Consideration 6: Categorical Variables
The K-Means algorithm itself works on the concept of distance calculations and hence would not work with categorical variables. You might have to look at algorithms like the K-Mode algorithm for such data.
K-Means works well only with spherical clusters and not with any other type of clusters that are non-spherical. For example, if there are two cylindrical data points parallel to each other. because it is based on distance minimisation, the clusters would be ill-formed in this case.
It does not have the ability to learn by itself what the right K-value needs to be. this has to be given as input to it.

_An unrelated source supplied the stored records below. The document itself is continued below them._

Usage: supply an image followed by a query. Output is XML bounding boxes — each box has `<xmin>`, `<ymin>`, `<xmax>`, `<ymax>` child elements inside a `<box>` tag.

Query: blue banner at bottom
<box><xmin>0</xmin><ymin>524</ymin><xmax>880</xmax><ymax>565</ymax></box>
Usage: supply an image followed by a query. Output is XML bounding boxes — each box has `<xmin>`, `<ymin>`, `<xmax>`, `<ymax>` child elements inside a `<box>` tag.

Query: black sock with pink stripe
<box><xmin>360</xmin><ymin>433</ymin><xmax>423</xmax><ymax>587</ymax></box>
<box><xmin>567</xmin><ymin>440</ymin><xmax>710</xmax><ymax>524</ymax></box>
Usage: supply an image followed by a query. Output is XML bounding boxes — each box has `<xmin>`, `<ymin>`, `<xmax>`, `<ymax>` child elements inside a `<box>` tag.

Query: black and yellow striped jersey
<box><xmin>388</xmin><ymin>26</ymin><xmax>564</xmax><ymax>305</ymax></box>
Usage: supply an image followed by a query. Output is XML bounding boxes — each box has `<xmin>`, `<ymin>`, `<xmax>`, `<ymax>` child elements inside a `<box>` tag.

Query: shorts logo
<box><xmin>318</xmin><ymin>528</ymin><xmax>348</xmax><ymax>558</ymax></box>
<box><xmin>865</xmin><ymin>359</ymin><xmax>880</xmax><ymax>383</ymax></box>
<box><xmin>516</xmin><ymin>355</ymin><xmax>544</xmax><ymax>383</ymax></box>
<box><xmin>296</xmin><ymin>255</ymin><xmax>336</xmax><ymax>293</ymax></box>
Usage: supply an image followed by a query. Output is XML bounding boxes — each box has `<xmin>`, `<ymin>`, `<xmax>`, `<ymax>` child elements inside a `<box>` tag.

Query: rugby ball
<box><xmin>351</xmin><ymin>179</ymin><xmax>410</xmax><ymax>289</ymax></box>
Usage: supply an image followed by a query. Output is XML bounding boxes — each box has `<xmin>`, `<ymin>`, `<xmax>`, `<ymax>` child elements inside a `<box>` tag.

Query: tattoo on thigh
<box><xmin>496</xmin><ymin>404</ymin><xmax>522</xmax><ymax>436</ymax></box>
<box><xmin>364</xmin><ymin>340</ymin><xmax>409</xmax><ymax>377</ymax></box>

It will go ahead and cluster any type of data even though there are no clusters naturally available. For example, even if we gave uniformly distributed data, it went ahead and created 2 clusters in the above example in Consideration 2.
K-Means also gives more weightage to bigger clusters compared to smaller ones.
K-Means is an easy-to-understand algorithm and even easy to implement as long as all the practical considerations, discussed are kept in mind. It has two main steps of assignment and optimisation that are iteratively applied on the given data points till the centroids do not change anymore. A very simple and yet very powerful and useful algorithm in the unsupervised algorithm category.
We also looked at the mathematical representation of each of these steps and the cost function that we are missing here. This should give a good theoretical understanding of the K-Means algorithm.
Also, it has a few drawbacks that need to be kept in mind before using it for clustering. I hope to take you through an example with code in some later posts.